教育コラム 2017.05

人に「畏敬の念」を抱く

 子どもたちに「畏敬の念」を教えるために、道徳教育において、あたかも事実であるかのように、「人間を超える超自然的な何かが、この世界を動かしている」とか、「畏れるべき超越者が、私を見ている」と教えることは、危険なことだと思います。そうした「超自然的な何か」「畏れるべき超越者」が、たんなる空想の産物だろうからです。
 したがって、そうした超自然的な価値を子どもたちに教え込むために「授業研究」を行うことは、公共活動としての学校教育をになう教師にふさわしくないと思います。

 たとえば、ボルノーのいう「畏敬の念」は、あくまで人であるイエスに対する心情です。なるほど、イエスは「神」と見なされましたが、それは、彼が通俗的価値を超えて、他者への無条件の愛(隣人へのアガペー)を語り行ったからです。彼は、「神」だから通俗的価値を超えたのではなく、通俗的価値を超えたから「神」にされたのだと思います。おそらく、イエスが人だったからこそ、人は、彼の言葉・活動に驚き、彼を畏れたのではないでしょうか。
 ちなみに、彼が「神」と見なされたのは、彼が死んでから三〇〇年以上たってからです。

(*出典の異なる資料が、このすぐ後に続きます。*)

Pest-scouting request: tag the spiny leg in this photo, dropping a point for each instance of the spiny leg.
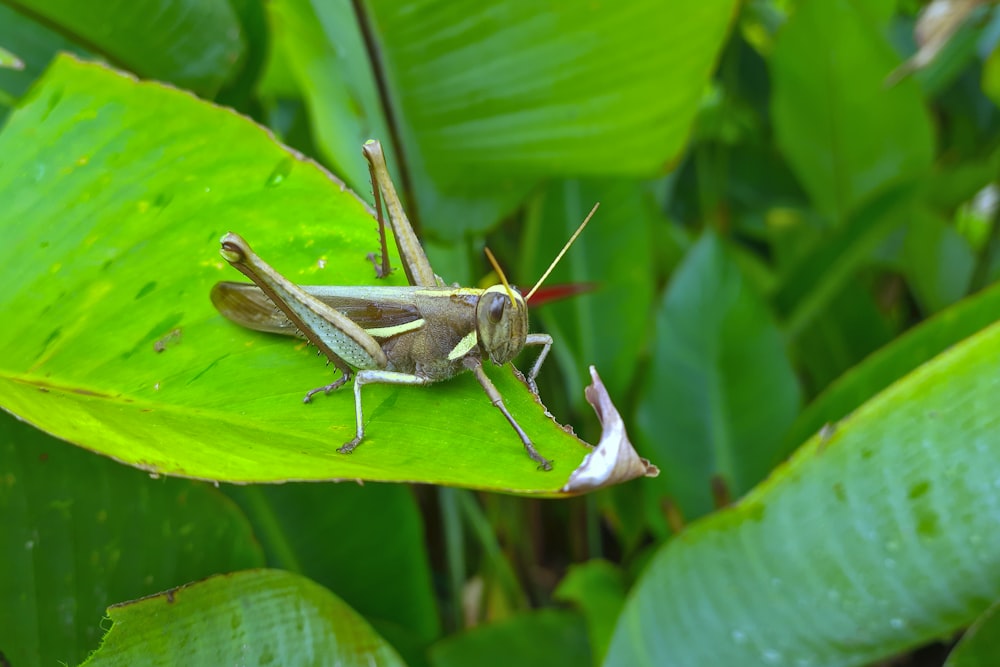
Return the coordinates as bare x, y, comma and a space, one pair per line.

 人が「無条件の愛」のような、通俗的価値を超えた気高い活動に心を揺さぶられることは、少なくないはずです。おそらく、ほとんどの人のなかに、通俗的価値を超えてよりよく生きようとするベクトルがあるからだろう、と思います。
 驚くべきことは、私たちの多くにそうしたベクトルがあることでしょう。なぜそのようなベクトルが人に内在するのか、たぶんだれにもわからないだろうと思いますが、それは、およそ普遍的な事実として認めてよいと思います。
 人は、「何か畏れるべき何者かに見られているから、悪いことをしない」のではなく、自分のなかに〈よりよく生きようとする〉ベクトルがあるから、ささやかにであれ、大胆にであれ、よりよいことをしようとするのです。

 超越者への「畏敬の念」がないと道徳は成り立たないなどと考えずに、何が私たちのこのベクトルを妨げているのか、それを考えることのほうが大事ではないでしょうか。必要なものは、およそそろっているが、ただそれをうまく発現させる情況がないだけだ、と考えるほうが。